Terjawab, Misteri Hilangnya Sampah Plastik di Samudera
Setelah para ilmuwan dibuat kebingungan dengan keberadaan sampah plastik di samudera, penelitian ini menjawab misteri itu.
Sebelumnya diberitakan dalam jurnal PLOS ONE bahwa polusi plastik begitu melimpah dan diperkirakan ada 5,25 triliun sampah plastik mengambang di lautan. Akan tetapi Proceeding of the National Academy of Sciences hanya mendapati 35.000 ton parikel sampah plastik. Lantas kemana perginya sebagian besar sampah plastik lainnya?
Penelitian lain menjawab misteri hilangnya sampah plastik di lautan itu. Royal Society Open Science menerbitkan penelitian yang menjawab tentang hilangnya sampah plastik tersebut.
Jawabannya adalah sampah plastik itu ‘bersembunyi’ di perairan dalam. Sampah tersebut terpecah menjadi serat-serat kecil dan tertanam dalam sedimen pada tempat paling terpencil di Bumi.
Ahli biologi kelautan Richard Thompson dari Plymouth University menyatakan adanya hubungan antara hilangnya sampah plastik dengan dasar lautan.
Sampah plastik telah mencemari rantai makanan pada spesies laut dan setelah diakumulasi jumlahnya lebih besar dari dugaan sebelumnya.
Ketika melakukan dokumentasi rantai makanan pada hewan di laut seperti ikan, burung, kura-kura, serta hewan lainnya, peneliti mendapatkan hasil mengejutkan. Thompson dan timnya menemukan sampah plastik telah mencemari rantai makanan pada spesies laut dan setelah diakumulasi jumlahnya lebih besar dari dugaan sebelumnya.

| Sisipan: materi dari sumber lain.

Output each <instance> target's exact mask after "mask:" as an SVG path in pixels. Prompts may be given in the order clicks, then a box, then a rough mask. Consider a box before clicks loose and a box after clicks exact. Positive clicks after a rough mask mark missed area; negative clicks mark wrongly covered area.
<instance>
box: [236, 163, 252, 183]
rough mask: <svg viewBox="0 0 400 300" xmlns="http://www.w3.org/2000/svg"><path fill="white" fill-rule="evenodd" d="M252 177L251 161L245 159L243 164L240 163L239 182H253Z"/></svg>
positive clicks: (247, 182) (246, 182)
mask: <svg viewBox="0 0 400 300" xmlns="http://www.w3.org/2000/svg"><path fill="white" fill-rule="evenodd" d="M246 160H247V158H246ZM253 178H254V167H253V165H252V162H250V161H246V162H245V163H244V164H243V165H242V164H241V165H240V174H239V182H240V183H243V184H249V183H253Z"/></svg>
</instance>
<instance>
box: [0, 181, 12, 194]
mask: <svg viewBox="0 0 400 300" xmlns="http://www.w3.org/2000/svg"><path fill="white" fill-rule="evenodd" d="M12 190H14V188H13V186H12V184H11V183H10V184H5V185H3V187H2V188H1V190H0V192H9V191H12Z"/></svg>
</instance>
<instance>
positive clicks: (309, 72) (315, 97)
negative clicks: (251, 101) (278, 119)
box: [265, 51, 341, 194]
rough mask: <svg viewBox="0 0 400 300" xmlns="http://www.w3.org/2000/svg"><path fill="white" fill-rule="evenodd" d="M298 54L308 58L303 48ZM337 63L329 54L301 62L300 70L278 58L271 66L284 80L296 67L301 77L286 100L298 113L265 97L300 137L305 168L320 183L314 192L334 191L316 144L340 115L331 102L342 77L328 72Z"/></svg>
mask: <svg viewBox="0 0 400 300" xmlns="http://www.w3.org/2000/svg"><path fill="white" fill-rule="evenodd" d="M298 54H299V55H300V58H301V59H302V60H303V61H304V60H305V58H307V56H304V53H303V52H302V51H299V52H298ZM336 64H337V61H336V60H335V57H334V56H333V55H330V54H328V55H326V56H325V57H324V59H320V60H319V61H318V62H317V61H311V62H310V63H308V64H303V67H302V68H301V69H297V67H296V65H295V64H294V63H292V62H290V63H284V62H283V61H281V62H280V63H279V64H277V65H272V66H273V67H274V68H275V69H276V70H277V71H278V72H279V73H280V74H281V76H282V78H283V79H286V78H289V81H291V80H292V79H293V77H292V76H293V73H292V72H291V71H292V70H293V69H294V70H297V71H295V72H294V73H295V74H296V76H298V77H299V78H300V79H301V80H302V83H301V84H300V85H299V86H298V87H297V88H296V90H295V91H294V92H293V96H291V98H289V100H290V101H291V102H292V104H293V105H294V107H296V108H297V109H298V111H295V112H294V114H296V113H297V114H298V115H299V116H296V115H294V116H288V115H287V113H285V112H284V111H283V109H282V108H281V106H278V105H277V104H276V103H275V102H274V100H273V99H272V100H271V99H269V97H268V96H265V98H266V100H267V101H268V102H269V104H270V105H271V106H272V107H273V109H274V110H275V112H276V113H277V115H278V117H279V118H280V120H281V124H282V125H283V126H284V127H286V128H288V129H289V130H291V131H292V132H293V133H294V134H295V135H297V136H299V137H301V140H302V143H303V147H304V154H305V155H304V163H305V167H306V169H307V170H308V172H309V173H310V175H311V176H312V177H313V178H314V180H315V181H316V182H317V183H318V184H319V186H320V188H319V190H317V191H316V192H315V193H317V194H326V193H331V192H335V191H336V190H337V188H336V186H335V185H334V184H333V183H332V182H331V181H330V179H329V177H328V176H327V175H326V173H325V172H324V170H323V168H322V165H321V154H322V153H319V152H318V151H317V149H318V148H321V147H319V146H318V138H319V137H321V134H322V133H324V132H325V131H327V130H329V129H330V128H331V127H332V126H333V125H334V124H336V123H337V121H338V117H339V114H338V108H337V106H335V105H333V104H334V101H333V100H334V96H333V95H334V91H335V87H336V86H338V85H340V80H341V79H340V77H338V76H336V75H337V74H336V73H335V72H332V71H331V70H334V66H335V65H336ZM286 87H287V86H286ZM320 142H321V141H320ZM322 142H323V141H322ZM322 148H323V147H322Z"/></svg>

Melalui penelitiannya Thompson menyimpulkan bahwa setiap satu kilometer persegi laut mengandung empat miliar serat plastik dengan ukuran paling panjang dua hingga tiga centimeter. Namun ketika kita menyelam lebih dalam, maka akan menemukan empat kali lebih banyak sampah plastik dari pada di permukaan air.
Ahli kelautan dari Sea Education Association Kara Lavender Law mengungkapkan keterkejutan perihal temuan ini. “Semakin kita melihat, semakin kita menemukan,” ujarnya. “Saya terkejut bahwa mereka menemukan serat plastik pada setiap bagian di Samudera yang menjadi tempat penelitian.”